Gefördert werden die Anschaffung und Errichtung von privater Ladeinfrastruktur mit maximal 22 kW Leistung pro Ladepunkt, beispielsweise Wallboxen in Verbindung mit technischer Ausrüstung. Auch der Netzanschluss oder notwendige Baumaßnahmen sind den Angaben zufolge förderfähig. Bedingung für den Erhalt der Förderung ist, dass mindestens 20 Prozent der vorhandenen Stellplätze vorverkabelt werden müssen. Zudem müssen dort immer mindestens sechs Stellplätze elektrifiziert werden.
Das Programm ist unterteilt in drei zeitgleich laufende Förderaufrufe für unterschiedliche Antragsberechtigte:
• Wohnungseigentümergemeinschaften (WEG),
• kleine und mittlere Unternehmen (KMU) und Privateigentümer von Wohneigentum zur Vermietung und
• Wohnungsbaugesellschaften und Immobilienunternehmen mit einem größeren Wohnungsbestand.
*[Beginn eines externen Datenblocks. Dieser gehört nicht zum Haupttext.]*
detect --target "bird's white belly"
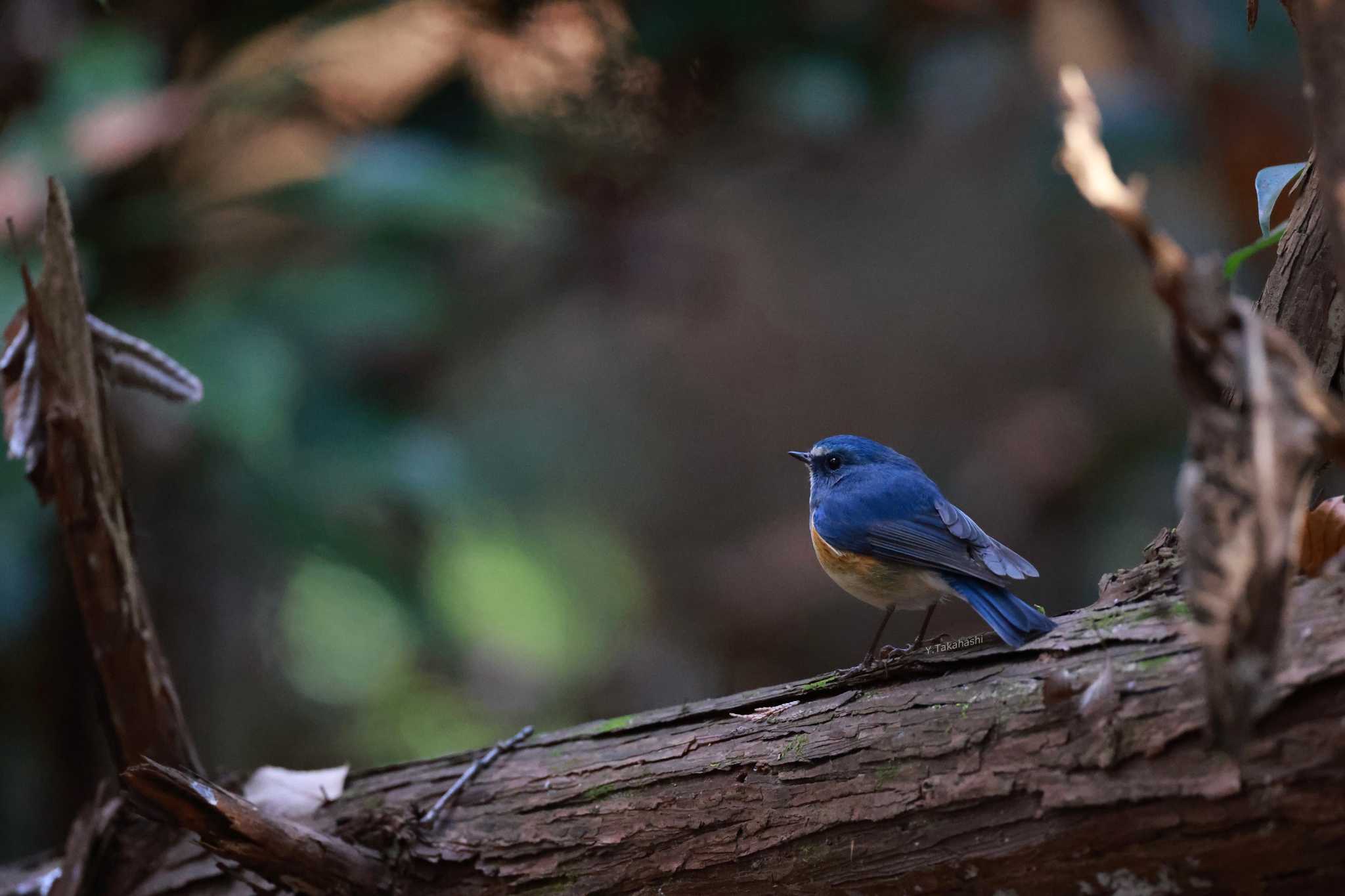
[812,529,959,610]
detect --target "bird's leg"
[860,603,897,669]
[906,601,942,652]
[882,602,943,660]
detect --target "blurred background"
[0,0,1309,859]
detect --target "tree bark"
[9,536,1345,896]
[1258,163,1345,394]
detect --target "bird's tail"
[944,574,1056,647]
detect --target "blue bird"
[789,435,1056,668]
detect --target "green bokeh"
[280,556,416,704]
[428,517,647,681]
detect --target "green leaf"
[1224,221,1289,280]
[1256,161,1308,236]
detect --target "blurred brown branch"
[1286,0,1345,298]
[1060,61,1345,752]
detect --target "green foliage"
[280,556,416,704]
[1224,222,1289,280]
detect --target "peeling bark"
[11,536,1345,896]
[1256,165,1345,393]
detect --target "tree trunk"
[8,536,1345,896]
[1256,165,1345,393]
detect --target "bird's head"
[789,435,910,490]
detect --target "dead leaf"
[1298,494,1345,576]
[1078,657,1120,719]
[1041,669,1074,706]
[244,765,349,818]
[729,700,799,721]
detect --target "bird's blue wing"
[935,496,1037,579]
[812,480,1037,584]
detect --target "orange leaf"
[1298,494,1345,575]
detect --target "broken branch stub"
[0,179,199,769]
[1060,67,1345,754]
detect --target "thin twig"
[1060,66,1204,329]
[421,725,533,825]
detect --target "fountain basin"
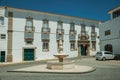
[47,61,75,70]
[54,54,68,62]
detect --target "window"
[105,30,111,36]
[42,19,50,33]
[26,17,33,31]
[57,21,64,34]
[0,17,4,25]
[43,19,48,29]
[91,25,96,37]
[105,44,113,52]
[0,34,6,39]
[81,24,85,32]
[57,21,63,30]
[26,40,33,44]
[112,9,120,18]
[43,42,49,51]
[92,43,96,51]
[70,41,75,51]
[70,23,75,31]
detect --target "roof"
[108,6,120,14]
[0,6,100,22]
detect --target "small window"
[43,42,49,51]
[105,30,111,36]
[25,17,33,31]
[0,17,4,25]
[26,40,33,44]
[0,34,6,39]
[43,19,49,29]
[57,21,63,30]
[81,24,85,31]
[70,23,75,31]
[70,41,75,51]
[92,43,96,51]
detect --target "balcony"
[78,33,89,40]
[81,31,86,36]
[56,29,64,34]
[91,32,97,37]
[69,30,77,35]
[42,27,50,34]
[25,26,35,32]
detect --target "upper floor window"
[70,41,75,51]
[112,9,120,18]
[0,34,6,39]
[43,19,49,29]
[0,17,4,25]
[42,41,49,51]
[105,30,111,36]
[57,21,63,30]
[91,25,95,32]
[26,17,33,31]
[70,23,75,31]
[81,24,85,31]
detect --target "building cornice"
[108,6,120,14]
[0,6,100,23]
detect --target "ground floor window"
[42,42,49,51]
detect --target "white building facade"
[0,7,99,62]
[99,6,120,54]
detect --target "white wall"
[0,7,99,62]
[100,17,120,54]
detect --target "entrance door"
[0,51,5,62]
[24,49,34,61]
[81,45,86,56]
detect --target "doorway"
[24,49,34,61]
[80,44,87,56]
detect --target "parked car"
[96,51,115,61]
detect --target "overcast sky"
[0,0,120,21]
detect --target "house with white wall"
[0,6,99,62]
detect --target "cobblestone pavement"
[0,58,120,80]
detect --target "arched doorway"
[105,44,113,52]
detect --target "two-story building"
[0,6,99,62]
[99,6,120,54]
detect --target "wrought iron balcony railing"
[91,32,97,37]
[42,27,50,34]
[25,26,35,32]
[56,29,64,34]
[69,30,77,35]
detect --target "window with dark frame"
[0,34,6,39]
[92,43,96,51]
[70,23,75,31]
[42,41,49,51]
[26,17,33,31]
[0,17,4,25]
[105,30,111,36]
[70,41,75,51]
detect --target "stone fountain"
[47,32,75,70]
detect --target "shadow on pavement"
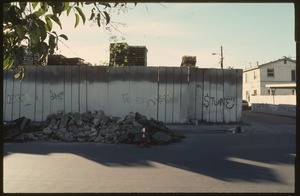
[3,130,296,183]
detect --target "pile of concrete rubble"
[3,111,184,144]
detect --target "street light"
[212,46,224,69]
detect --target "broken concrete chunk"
[152,131,172,143]
[43,126,53,135]
[15,110,184,144]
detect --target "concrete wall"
[3,66,242,123]
[251,95,296,105]
[251,103,296,117]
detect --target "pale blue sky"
[52,3,296,68]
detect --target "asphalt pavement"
[3,111,296,193]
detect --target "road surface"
[3,111,296,193]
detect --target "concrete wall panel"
[34,66,46,122]
[20,67,36,120]
[201,69,211,122]
[71,66,80,112]
[3,66,242,123]
[107,67,132,117]
[215,70,224,122]
[165,67,174,123]
[86,66,108,111]
[157,67,167,123]
[179,67,189,123]
[64,66,72,113]
[10,71,21,119]
[195,69,204,121]
[188,67,198,120]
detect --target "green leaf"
[19,66,25,82]
[67,7,71,16]
[104,11,110,24]
[59,34,68,40]
[15,25,26,39]
[19,1,27,12]
[33,9,45,18]
[75,13,79,28]
[75,7,85,24]
[3,56,14,69]
[50,15,62,29]
[63,2,70,11]
[99,3,111,9]
[14,71,21,79]
[48,35,56,55]
[90,12,95,20]
[31,2,39,9]
[38,42,48,61]
[97,13,101,27]
[45,17,52,31]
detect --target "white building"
[243,58,296,104]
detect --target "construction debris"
[3,110,184,147]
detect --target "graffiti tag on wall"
[50,90,65,101]
[6,93,30,104]
[202,94,236,109]
[122,93,172,107]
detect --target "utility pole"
[212,46,224,69]
[221,46,224,69]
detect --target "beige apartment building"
[243,57,296,104]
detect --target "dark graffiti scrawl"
[6,93,30,104]
[203,94,236,109]
[50,90,65,101]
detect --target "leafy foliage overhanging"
[3,1,135,79]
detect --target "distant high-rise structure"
[109,43,148,66]
[180,55,197,67]
[128,46,148,66]
[22,46,41,66]
[47,54,86,65]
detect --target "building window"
[291,70,296,82]
[267,69,274,77]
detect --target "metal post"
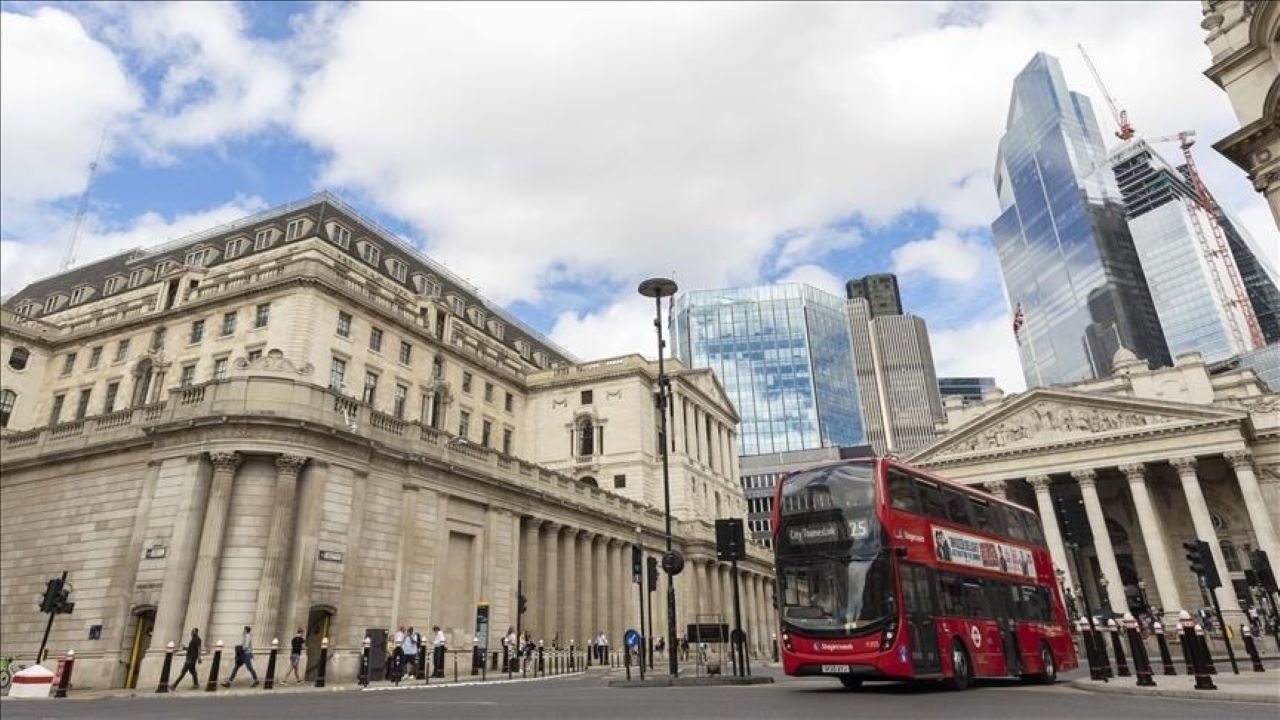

Die Anträge für die ersten beiden Empfängergruppen werden direkt nach Eingang bearbeitet. Wird der Antrag bewilligt, wird die Förderung in Form eines Festbetrags beschieden. Eine Antragstellung ist bis zum 10. November 2026 möglich. Die Vergabe der Fördermittel für Unternehmen mit einem großen Wohnungsbestand erfolgt auf Grundlage eines wettbewerblichen Verfahrens. Hier ist eine Antragstellung bis zum 15. Oktober 2026 möglich. Eine Bewilligung erfolgt nach Abschluss des wettbewerblichen Verfahrens, heißt es aus Berlin.
Der Förderbetrag je zu elektrifizierendem Stellplatz beträgt:
• maximal 1.300 Euro ohne installierte Wallbox,
• maximal 1.500 Euro mit Wallbox oder
• maximal 2.000 Euro mit einem Ladepunkt, der bidirektionales Laden unterstützt.
Die Antragstellung erfolgt über den Projektträger PricewaterhouseCoopers GmbH Wirtschaftsprüfungsgesellschaft. Interessierte können ihren Antrag auf Förderung ab dem 15. April einreichen.